Потом ещё один залп, уже другого подразделения, третьего. Один плутонг разряжался, отходил, в виду ограниченного пространства, приходилось работать по очереди. Только штуцерники, занявшие крыши соседних домов, работали в своем ритме и явно не спеша.

Когда я говорю «боевая работа», то имею в виду, прежде всего, то, что я прямо сейчас наблюдал. Каждый на своей позиции, на своём рабочем месте, делает ровным счётом то, что от него требуется.

Сейчас, когда мы производили медленный штурм ханского дворца, никаких подвигов, проявления исключительного героизма не нужно было. Только такая работа, возможности которой раскрываются с годами обучения и тренировок, сейчас имела место.

Даже не могу себе представить, получалось ли бы вот так отрабатывать неприятеля, если бы у меня в подчинении была не гвардия, а пехотный полк, сформированный из только что набранных рекрутов. Все же проще тренировать бойцов, которые уже отлично освоили линейный строй, разбираются в оружии, мотивированы… Да и с физикой бойцов все было относительно хорошо. В гвардию брали рослых и никак не рохлей.

— Ба-бах-бах! — прогремели разрывы гранат.
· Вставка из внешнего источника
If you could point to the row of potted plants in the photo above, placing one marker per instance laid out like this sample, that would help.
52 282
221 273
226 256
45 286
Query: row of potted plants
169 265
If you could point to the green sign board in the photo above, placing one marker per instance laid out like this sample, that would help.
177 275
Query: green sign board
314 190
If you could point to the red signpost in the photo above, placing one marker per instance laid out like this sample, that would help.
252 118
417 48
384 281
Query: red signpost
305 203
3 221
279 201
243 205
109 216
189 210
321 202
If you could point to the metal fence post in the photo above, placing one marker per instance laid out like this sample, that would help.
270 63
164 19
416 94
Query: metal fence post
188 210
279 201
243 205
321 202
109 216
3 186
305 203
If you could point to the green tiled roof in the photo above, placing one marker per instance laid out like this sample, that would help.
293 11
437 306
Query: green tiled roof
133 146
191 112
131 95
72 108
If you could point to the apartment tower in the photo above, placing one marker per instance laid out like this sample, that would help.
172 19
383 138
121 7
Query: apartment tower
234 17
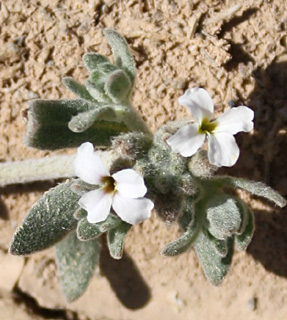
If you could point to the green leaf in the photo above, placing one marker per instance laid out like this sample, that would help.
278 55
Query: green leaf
80 187
76 262
47 222
48 125
181 244
118 86
215 266
116 239
223 215
221 246
110 223
256 188
83 121
242 241
80 214
93 60
97 91
191 230
121 53
107 68
87 231
77 88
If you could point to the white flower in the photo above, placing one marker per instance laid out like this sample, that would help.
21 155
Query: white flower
123 191
222 147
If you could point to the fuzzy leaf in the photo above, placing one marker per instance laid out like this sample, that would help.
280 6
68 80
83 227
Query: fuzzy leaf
85 120
93 60
242 241
256 188
186 240
77 88
116 239
80 187
80 214
221 246
110 223
107 68
223 215
181 244
48 125
47 222
118 86
97 91
215 267
87 231
76 262
121 53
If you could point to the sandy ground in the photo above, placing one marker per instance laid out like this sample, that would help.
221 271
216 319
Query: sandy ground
238 53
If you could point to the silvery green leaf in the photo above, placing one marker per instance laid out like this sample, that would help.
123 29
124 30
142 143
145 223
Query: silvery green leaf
93 60
221 246
80 187
76 262
256 188
118 86
242 241
223 215
47 222
107 68
97 92
48 129
110 223
80 214
115 239
191 230
215 266
121 53
181 244
77 88
85 120
87 231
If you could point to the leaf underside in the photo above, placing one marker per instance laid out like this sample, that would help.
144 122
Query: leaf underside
76 262
47 222
116 238
215 266
48 125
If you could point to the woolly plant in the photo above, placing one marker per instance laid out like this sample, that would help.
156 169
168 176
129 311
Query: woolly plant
104 193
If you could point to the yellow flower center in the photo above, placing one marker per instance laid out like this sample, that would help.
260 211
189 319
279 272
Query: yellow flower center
207 126
109 184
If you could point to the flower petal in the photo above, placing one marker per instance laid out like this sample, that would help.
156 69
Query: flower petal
222 149
187 140
88 165
132 210
199 102
235 120
129 183
98 205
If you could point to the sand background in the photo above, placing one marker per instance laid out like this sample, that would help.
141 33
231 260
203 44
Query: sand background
238 53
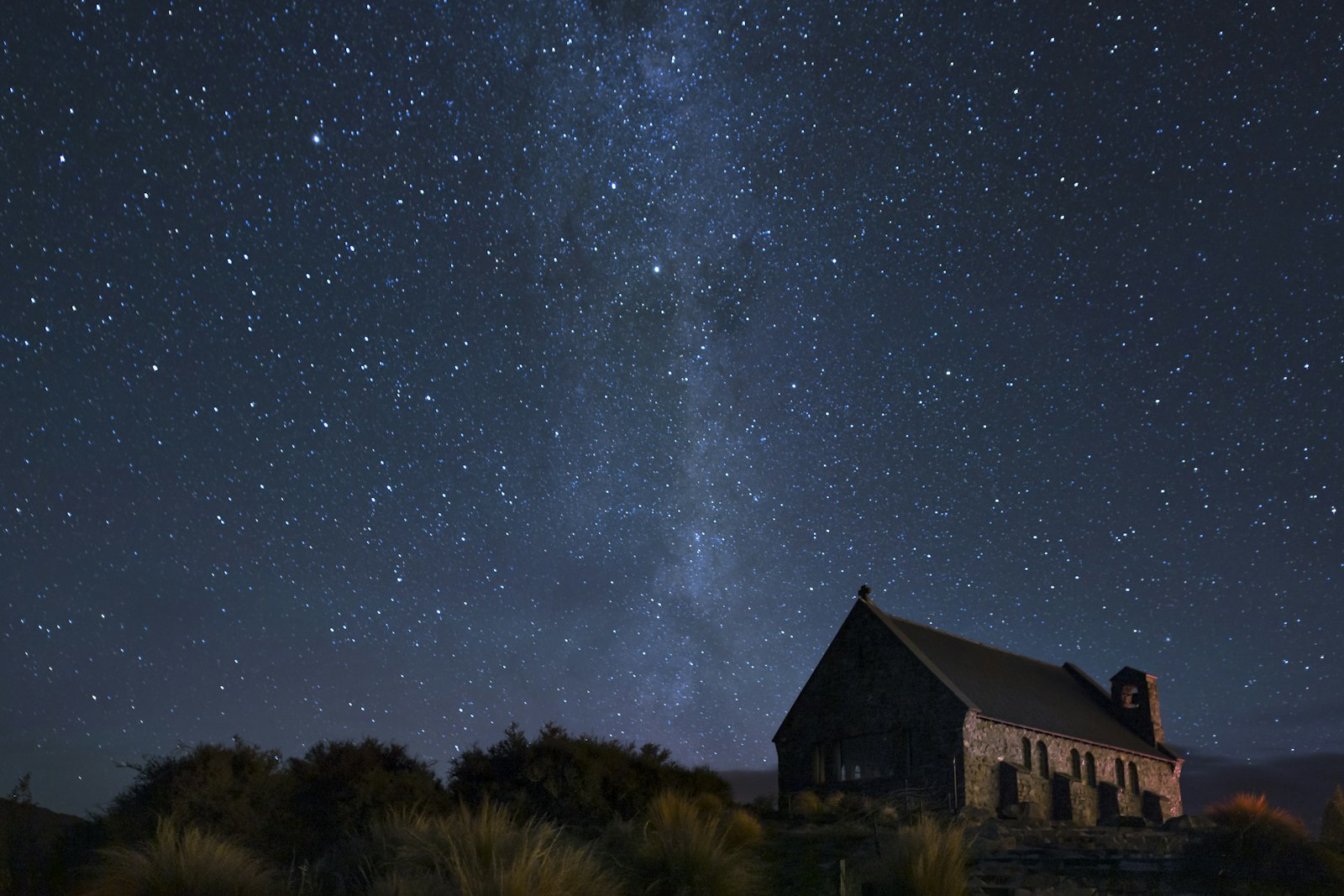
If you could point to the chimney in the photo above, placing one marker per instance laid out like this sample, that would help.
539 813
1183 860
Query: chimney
1133 694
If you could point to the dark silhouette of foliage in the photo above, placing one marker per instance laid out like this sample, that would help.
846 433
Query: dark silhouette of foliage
575 779
22 792
339 786
1332 821
237 792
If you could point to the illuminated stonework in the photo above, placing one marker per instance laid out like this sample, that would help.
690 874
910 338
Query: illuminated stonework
900 710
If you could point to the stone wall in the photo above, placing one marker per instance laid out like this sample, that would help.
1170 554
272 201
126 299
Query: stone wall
869 694
996 768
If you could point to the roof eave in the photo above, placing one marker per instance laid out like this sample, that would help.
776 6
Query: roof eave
1163 757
Гранатомётчики перезарядились и с ходу накрыли вражеских воинов, оборонявших мост через ров. Уникальные татарские пехотинцы-мушкетёры перестали существовать как организованная боевая единица. Эта их партия. Так как были и другие, не помещавшиеся, ожидавшие своей очереди внутри дворца.

Со скоростью гоночного болида в голове пролетела мысль, что я словно браконьер, который уничтожает животных, занесённых в Красную книгу. Ведь крымско-татарский мушкетёр — это уникальное животное. Но ничего не поделаешь. Приходится уничтожать и даже уникального хищника, если он способен сопротивляться воле неизбежного исторического процесса.
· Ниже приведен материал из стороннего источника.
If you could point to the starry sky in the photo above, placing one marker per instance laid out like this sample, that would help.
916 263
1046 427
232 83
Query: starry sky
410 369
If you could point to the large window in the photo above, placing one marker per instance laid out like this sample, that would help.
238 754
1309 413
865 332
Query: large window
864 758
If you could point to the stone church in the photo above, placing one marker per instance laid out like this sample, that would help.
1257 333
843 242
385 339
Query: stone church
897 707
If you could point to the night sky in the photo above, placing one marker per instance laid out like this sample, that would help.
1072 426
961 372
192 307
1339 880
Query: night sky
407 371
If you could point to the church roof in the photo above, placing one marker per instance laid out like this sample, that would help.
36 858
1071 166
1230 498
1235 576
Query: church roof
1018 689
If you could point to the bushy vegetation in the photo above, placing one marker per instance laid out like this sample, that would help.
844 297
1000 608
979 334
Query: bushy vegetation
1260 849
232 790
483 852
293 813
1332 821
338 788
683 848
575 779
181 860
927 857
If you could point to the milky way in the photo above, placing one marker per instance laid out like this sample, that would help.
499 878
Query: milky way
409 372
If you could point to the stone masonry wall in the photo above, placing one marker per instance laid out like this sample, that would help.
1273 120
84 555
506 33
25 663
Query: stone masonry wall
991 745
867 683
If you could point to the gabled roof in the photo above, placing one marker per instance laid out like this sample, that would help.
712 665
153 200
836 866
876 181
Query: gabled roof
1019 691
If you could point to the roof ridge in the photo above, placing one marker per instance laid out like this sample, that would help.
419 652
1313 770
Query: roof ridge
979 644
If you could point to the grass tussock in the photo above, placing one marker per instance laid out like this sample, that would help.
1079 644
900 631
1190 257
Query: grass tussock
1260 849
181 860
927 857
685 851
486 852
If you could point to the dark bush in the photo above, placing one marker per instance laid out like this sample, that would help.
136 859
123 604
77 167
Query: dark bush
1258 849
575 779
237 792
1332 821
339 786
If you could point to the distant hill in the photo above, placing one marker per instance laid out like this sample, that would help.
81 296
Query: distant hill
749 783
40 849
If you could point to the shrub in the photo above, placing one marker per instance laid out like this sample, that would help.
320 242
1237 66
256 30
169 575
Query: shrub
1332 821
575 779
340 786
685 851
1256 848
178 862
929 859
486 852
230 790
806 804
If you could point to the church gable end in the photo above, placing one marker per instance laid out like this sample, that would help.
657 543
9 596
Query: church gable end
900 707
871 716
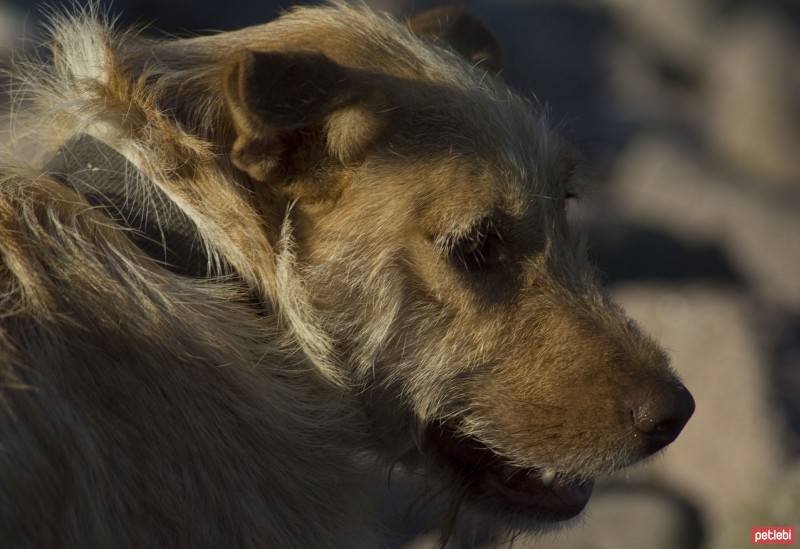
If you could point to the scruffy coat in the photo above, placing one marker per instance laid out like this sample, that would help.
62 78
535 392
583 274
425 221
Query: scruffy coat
389 276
Неизбежно, чтобы Крым стал русской родной гаванью. Это было в иной реальности, уверен, что сколько бы реальностей ещё не существовало, русский Крым неизбежен. Пусть даже на нем и будет проживать большое число татар, но с подданством русского государя.

— Бах! Бах! — послышались выстрелы с восточной стороны ханского дворца.
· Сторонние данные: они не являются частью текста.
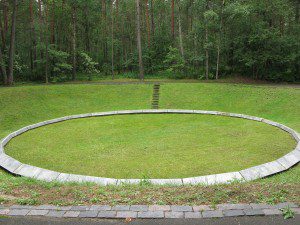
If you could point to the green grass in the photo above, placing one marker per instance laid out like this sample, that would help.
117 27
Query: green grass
281 104
21 106
24 105
152 146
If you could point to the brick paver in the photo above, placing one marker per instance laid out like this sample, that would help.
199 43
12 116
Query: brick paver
148 212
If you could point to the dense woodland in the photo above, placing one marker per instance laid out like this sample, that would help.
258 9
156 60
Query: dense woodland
60 40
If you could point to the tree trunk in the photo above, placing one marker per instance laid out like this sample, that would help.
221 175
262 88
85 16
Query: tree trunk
173 18
206 55
180 37
105 30
46 43
33 36
5 16
206 46
87 29
2 67
152 19
41 25
139 41
53 23
10 78
220 41
112 41
3 34
148 23
74 21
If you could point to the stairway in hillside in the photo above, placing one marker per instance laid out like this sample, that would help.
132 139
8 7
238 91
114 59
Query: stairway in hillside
155 96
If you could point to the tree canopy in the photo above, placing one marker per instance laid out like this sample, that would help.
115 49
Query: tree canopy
54 40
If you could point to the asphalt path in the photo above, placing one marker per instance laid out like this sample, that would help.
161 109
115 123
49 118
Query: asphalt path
259 220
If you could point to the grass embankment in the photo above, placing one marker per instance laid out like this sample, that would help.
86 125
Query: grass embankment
25 105
152 146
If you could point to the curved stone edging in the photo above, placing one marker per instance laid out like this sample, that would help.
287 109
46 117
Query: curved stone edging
15 167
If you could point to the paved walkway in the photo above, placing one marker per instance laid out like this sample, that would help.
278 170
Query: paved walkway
148 212
256 220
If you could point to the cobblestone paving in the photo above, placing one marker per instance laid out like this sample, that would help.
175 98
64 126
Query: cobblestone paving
148 212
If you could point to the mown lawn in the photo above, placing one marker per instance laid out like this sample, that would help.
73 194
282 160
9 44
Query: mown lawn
21 106
151 146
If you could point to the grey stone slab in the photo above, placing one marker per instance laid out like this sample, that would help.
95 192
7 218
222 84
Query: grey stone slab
255 172
63 177
71 178
159 208
18 212
128 181
195 180
153 111
4 212
233 206
274 167
262 206
140 208
124 112
126 214
10 164
200 112
268 212
234 212
6 139
181 208
295 210
86 179
180 111
288 160
174 215
254 212
285 205
271 123
37 212
212 214
200 208
120 208
88 214
64 208
100 180
166 181
254 118
100 207
46 207
107 214
224 178
151 215
192 215
71 214
80 208
55 213
3 158
28 171
22 207
47 175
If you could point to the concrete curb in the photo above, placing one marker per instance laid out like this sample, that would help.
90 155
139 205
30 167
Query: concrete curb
148 212
15 167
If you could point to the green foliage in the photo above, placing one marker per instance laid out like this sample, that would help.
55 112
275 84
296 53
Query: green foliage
59 59
174 62
256 38
87 64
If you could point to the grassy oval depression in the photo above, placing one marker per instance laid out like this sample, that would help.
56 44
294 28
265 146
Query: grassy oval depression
151 146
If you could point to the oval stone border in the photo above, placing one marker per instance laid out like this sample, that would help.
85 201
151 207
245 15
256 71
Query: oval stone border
15 167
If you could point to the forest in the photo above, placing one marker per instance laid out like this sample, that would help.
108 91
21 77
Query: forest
65 40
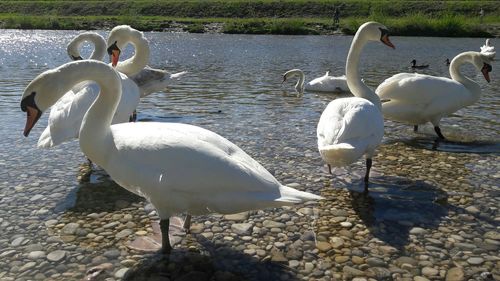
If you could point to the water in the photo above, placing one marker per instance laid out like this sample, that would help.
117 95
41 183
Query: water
234 88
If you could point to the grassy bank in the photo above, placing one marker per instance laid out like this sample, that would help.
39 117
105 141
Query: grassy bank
424 18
Это означало то, что капитан Подобайлов вышел в заданную точку и начал работать по дворцу.

Дождаться бы ещё Саватеева… Но у него задача немного сложнее. Достаточно узкими улочками он должен был пройти юго-восточную часть Бахчисарая по дуге, и выйти с противоположной стороны — северной части дворца.

Так что медлительность прорыва была вызвана ещё и отставанием от графика Саватеева. Пока я рассчитывал на то, что у наследника крымского хана Менгли Герая ещё должна оставаться надежда, если не отбиться, то с честью и боем чуть позже отступить. А вот когда все дороги из дворца окажутся перекрытыми, и нужно будет начинать массированный обстрел с последующим штурмом. Тремя колонами одновременно мы и меньше потерям своих людей, и быстрее возьмем дворец.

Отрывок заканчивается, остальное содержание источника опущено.